The inferior vena cava (IVC) is the largest vein in the body, completely valveless structure. It is responsible for the majority of venous return from the lower extremities and abdomen, and drains into the right atrium. The anomalies and variations of IVC anatomy are very rare occurring in approximately 0.3% of the population. Development of the IVC occurs during the 4th to 8th week of gestation, and due to its developmental complexity, there are many opportunities for malformations to occur. Thus, from 15 to 60 variations and abnormalities of IVC are reported in literature and only certain types are considered to be of clinical significance while the majority of these congenital conditions remain silent [1-5]. However, even if silent, the knowledge of these variations may be helpful to the surgeon for a proper approach to major surgery and to avoid surgical complications. Herein, a very rare anomaly of inferior vena cava was reported during a pancreatic resection.

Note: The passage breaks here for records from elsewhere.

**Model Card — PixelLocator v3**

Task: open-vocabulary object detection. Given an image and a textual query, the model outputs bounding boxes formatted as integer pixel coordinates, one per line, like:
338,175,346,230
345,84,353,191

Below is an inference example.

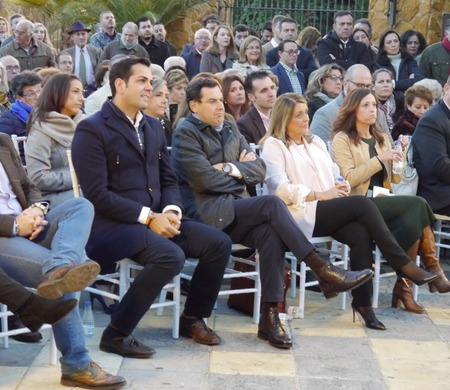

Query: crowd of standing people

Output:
0,7,450,389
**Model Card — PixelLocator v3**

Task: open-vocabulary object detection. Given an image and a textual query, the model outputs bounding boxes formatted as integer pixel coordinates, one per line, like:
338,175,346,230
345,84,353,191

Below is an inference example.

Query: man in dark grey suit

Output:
411,76,450,216
172,78,372,348
237,70,277,144
61,20,102,88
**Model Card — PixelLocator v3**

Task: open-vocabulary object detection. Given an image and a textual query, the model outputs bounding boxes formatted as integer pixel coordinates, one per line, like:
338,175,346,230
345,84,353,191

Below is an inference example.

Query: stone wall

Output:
369,0,450,44
166,1,218,53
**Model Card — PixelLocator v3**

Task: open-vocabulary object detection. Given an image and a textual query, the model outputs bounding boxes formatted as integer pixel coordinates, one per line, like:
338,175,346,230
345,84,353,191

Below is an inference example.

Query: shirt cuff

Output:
138,206,150,225
228,163,242,179
163,204,183,219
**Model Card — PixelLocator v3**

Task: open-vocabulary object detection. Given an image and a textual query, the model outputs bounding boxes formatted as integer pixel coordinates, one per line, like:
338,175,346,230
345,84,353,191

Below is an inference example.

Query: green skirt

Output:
372,196,436,251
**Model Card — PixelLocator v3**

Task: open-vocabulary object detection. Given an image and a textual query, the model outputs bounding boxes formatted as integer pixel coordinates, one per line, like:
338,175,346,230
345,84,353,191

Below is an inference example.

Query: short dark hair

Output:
261,22,272,32
233,24,251,35
278,16,298,30
11,70,42,96
136,16,152,28
278,39,298,52
202,14,222,27
109,57,150,96
334,11,353,23
186,77,221,105
244,70,271,95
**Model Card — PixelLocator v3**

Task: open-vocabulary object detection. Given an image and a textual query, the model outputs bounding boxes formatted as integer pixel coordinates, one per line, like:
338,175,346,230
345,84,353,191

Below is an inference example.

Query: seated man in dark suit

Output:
172,78,372,348
317,11,372,70
72,58,231,358
237,70,277,145
270,39,306,96
266,18,317,85
411,76,450,216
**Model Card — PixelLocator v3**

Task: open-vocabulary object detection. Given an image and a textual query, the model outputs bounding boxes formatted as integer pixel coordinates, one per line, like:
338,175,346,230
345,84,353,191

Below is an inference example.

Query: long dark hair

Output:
377,29,412,65
331,88,385,146
27,73,81,131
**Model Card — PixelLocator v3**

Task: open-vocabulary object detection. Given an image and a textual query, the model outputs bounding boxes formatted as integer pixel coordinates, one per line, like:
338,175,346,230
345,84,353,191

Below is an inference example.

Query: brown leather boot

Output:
419,226,450,294
303,252,373,299
258,302,292,349
392,278,425,314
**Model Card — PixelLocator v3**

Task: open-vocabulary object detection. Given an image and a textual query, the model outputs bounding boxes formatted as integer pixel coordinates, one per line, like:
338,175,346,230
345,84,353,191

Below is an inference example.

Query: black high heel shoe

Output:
352,306,386,330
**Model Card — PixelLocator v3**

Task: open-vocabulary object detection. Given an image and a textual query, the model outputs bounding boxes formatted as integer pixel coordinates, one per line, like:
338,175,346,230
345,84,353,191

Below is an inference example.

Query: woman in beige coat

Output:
261,93,435,330
332,88,450,313
25,73,85,206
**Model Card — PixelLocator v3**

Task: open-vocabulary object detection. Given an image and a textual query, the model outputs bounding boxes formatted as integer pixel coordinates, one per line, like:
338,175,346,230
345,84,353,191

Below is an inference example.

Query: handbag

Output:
227,255,292,316
391,143,419,196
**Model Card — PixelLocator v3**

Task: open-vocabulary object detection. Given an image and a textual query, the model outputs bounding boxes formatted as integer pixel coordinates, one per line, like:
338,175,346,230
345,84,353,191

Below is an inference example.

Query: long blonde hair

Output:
259,92,313,147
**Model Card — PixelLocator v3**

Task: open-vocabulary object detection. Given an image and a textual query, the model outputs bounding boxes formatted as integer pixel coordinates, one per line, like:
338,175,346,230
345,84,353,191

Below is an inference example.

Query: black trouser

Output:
111,219,231,334
313,196,410,306
224,195,314,302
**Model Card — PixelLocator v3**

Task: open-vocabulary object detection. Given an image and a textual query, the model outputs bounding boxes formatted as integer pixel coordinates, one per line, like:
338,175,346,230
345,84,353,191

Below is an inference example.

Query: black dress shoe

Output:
100,332,155,359
258,302,292,349
0,315,42,343
180,316,222,345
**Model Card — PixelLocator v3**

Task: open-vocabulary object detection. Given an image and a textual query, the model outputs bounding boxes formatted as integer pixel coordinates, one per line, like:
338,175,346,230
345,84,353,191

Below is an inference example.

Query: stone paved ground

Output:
0,261,450,390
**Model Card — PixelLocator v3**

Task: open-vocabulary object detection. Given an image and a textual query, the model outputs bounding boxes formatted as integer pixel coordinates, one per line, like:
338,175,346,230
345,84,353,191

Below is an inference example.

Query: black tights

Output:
313,196,410,306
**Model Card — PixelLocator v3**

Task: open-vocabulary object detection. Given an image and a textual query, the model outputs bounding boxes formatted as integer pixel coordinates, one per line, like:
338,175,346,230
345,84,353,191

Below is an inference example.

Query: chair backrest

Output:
66,149,81,198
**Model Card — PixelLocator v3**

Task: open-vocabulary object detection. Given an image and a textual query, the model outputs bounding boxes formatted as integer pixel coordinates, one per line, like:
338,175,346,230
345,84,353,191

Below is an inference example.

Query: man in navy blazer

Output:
266,18,317,84
270,39,306,96
72,58,231,358
411,76,450,216
237,70,278,144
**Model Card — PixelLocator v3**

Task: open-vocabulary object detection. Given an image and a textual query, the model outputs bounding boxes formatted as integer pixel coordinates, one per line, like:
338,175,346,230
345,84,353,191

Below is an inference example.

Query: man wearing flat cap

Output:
61,20,102,90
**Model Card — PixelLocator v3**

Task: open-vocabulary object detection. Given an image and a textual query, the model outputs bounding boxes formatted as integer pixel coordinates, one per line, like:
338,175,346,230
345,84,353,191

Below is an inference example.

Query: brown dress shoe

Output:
61,362,127,390
258,302,292,349
37,260,100,299
180,316,222,345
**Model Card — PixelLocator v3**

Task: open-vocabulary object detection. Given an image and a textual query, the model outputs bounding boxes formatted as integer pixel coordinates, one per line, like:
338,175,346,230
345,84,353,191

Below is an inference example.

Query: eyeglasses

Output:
22,90,41,98
347,80,373,89
283,50,300,56
325,75,344,82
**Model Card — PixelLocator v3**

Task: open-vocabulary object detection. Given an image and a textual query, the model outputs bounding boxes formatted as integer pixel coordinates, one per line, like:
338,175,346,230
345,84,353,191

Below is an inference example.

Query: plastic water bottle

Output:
81,301,95,337
392,140,405,175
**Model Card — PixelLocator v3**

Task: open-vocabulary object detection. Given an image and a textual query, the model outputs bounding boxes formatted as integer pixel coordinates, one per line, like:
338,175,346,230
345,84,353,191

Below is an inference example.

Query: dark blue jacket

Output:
72,101,182,262
270,63,306,96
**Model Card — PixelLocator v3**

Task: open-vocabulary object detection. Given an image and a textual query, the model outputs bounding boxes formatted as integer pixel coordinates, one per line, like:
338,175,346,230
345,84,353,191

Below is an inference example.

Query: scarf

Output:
30,111,86,149
10,100,33,123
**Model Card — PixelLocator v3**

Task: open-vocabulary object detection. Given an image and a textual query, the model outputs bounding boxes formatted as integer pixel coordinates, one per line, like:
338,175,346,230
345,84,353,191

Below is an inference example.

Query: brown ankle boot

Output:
419,226,450,294
392,278,425,314
258,302,292,349
303,252,373,299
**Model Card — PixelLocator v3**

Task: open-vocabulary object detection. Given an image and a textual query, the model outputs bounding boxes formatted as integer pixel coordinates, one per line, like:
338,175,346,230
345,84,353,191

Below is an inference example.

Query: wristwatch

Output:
222,163,233,175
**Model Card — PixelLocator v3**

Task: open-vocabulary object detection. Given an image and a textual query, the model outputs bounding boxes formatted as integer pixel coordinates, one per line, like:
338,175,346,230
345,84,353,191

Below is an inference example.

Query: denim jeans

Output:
0,198,94,373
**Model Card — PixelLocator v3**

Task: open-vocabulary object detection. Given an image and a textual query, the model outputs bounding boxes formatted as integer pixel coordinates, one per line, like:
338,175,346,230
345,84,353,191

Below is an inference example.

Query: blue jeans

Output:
0,198,94,374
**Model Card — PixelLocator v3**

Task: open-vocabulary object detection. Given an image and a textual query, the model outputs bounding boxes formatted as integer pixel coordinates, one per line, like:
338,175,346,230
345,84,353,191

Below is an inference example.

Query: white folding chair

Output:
286,236,348,318
67,150,180,339
434,214,450,259
180,244,261,324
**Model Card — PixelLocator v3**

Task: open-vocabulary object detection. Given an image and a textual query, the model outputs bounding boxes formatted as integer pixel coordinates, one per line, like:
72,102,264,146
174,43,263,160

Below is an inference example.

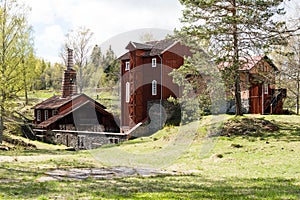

A 61-year-old woman was observed for an asymptomatic pancreatic body cancer. Her medical history was positive for sinus node disease treated with bicameral pacemaker. During a pre-operative thoraco-abdominal spiral multiphase CT scan, an inferior vena cava (IVC) anomaly was incidentally discovered. By examination of CT scan, the anomaly seems an IVC duplication that occurs below the renal veins (Figure 1b). Thus, a double IVC was identified, right inferior vena cava (RIVC) and left inferior vena cava (LIVC), anastomosed distally, below the renal veins, by a venous trunk located behind the aorta that we called “retroaortic communication” (RC) (Figure 1a-1c). The right renal and gonadal veins drains in the RIVC that drains into the right atrium (Figure 1a and 1b). The iliac veins left renal and gonadal veins drains in the LIVC. In the thorax, the hemiazygos vein (HV) represents the full continuation of the LIVC. Finally, HV drains in the azygos vein (AV), after passing behind aorta (Figure 1b and 1c). The patient underwent sub-total pancreatectomy with splenectomy without intra-operative complications. The post-operative course was uneventful and the patient was discharge at postoperative day 7.

Figure 1: CT scans (a, c) and scheme (b) show an IVC duplication that occurs below the renal veins. A double IVC was shown, right inferior vena cava (RIVC) and left inferior vena cava (LIVC), anastomosed distally, below the renal veins, by a venous trunk located behind the aorta that we called “retroaortic communication” (RC).

The IVC embryogenesis is very complex and several variations and abnormalities of IVC may develop. These variations are very rare and often clinically silent and discovered incidentally during an imaging study. Among these, IVC duplication is very rare accounting for about 2-3% [6]. Even if there are several anatomic variations of IVC duplication, typically duplication occurs below the renal veins with right inferior vena cava dominates and left inferior vena cava terminates in the right inferior vena cava at the level of the left renal vein. In our case, a preoperative abdominal spiral multiphase CT scan recognized a very rare anatomic variation of IVC duplication. In fact, duplication occurs below the renal veins, the right inferior vena cava dominates but the left inferior vena cava drains in the hemiazygos vein, in the thorax. This embryologic abnormality seems due to a persistent thoracic supracardinal vein, left lumbar vein, and left suprasubcardinal anastomosis along with malformation of right sub cardinal-hepatic anastomosis [6]. In the planning of a pancreatic resection the recognition of IVC anomalies may be important to avoid intra and postoperative complications. In fact, double IVC can be misinterpreted as a mass or lymphadenopathy and the surgeons must be aware of the existence of a double IVC so as to not mistake it for a pathological lymphadenopathy or saccular aortic aneurysm, left pyelouretic dilatation, or retroperitoneal cyst. Intraoperative complications can be related to the damage to these unexpected structures that can result in venous hemorrhage. In addition, a double IVC has been mistaken for an abnormal form of a gonadal vessel and ligated. Finally, a postoperative thromboembolism could be possible with an IVC anomaly.

In conclusion, IVC duplication represents a very rare anomaly, but in patients affected by pancreatic cancer potentially resectable, it has to be recognized and pointed out to avoid intra and postoperative complications.

No commercial interest, financial source or material support to disclose.

Riccardo Casadei and other co-authors have no conflict of interest.